IS_CUSTOM_DATA = False  # if TRUE, dataset has to be uploaded manually

if not IS_CUSTOM_DATA:
    # Specify the remote URL where the data is hosted
    remote_url = "https://synapseaisolutionsa.blob.core.windows.net/public/bankcustomerchurn"
    
    # List of data files to download
    file_list = ["churn.csv"]
    
    # Define the download path within the lakehouse
    download_path = "/lakehouse/default/Files/churn/raw"
    
    # Check if the lakehouse directory exists; if not, raise an error
    if not os.path.exists("/lakehouse/default"):
        raise FileNotFoundError("Default lakehouse not found. Please add a lakehouse and restart the session.")
    
    # Create the download directory if it doesn't exist
    os.makedirs(download_path, exist_ok=True)
    
    # Download each data file if it doesn't already exist in the lakehouse
    for fname in file_list:
        if not os.path.exists(f"{download_path}/{fname}"):
            r = requests.get(f"{remote_url}/{fname}", timeout=30)
            with open(f"{download_path}/{fname}", "wb") as f:
                f.write(r.content)
    
    print("Downloaded demo data files into lakehouse.")

Load data into a Spark dataframe

The following code block loads the data from the CSV file into a Spark DataFrame and caches it for efficient processing.

df = (
    spark.read.option("header", True)
    .option("inferSchema", True)
    .csv("Files/churn/raw/churn.csv")
    .cache()
)

This code assumes that the data file has been downloaded and is located in the specified path. It reads the CSV file into a Spark DataFrame, infers the schema, and caches it for faster access during subsequent operations.

Prepare the data

In this section, we'll perform data cleaning and feature engineering on the dataset.

Clean data

First, we define a function to clean the data, which includes dropping rows with missing data, removing duplicate rows based on specific columns, and dropping unnecessary columns.

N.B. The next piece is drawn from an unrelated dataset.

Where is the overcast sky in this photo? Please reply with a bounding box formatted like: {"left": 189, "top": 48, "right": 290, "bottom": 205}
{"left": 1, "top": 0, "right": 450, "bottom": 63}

# Define a function to clean the data
def clean_data(df):
    # Drop rows with missing data across all columns
    df = df.dropna(how="all")
    # Drop duplicate rows based on 'RowNumber' and 'CustomerId'
    df = df.dropDuplicates(subset=['RowNumber', 'CustomerId'])
    # Drop columns: 'RowNumber', 'CustomerId', 'Surname'
    df = df.drop('RowNumber', 'CustomerId', 'Surname')
    return df

# Create a copy of the original dataframe by selecting all the columns
df_copy = df.select("*")

# Apply the clean_data function to the copy
df_clean = clean_data(df_copy)

The clean_data function helps ensure the dataset is free of missing values and duplicates while removing unnecessary columns.

Feature engineering

Next, we perform feature engineering by creating dummy columns for the 'Geography' and 'Gender' columns using one-hot encoding.

# Import PySpark functions
from pyspark.sql import functions as F

# Create dummy columns for 'Geography' and 'Gender' using one-hot encoding
df_clean = df_clean.select(
    "*",
    F.when(F.col("Geography") == "France", 1).otherwise(0).alias("Geography_France"),
    F.when(F.col("Geography") == "Germany", 1).otherwise(0).alias("Geography_Germany"),
    F.when(F.col("Geography") == "Spain", 1).otherwise(0).alias("Geography_Spain"),
    F.when(F.col("Gender") == "Female", 1).otherwise(0).alias("Gender_Female"),
    F.when(F.col("Gender") == "Male", 1).otherwise(0).alias("Gender_Male")
)

# Drop the original 'Geography' and 'Gender' columns
df_clean = df_clean.drop("Geography", "Gender")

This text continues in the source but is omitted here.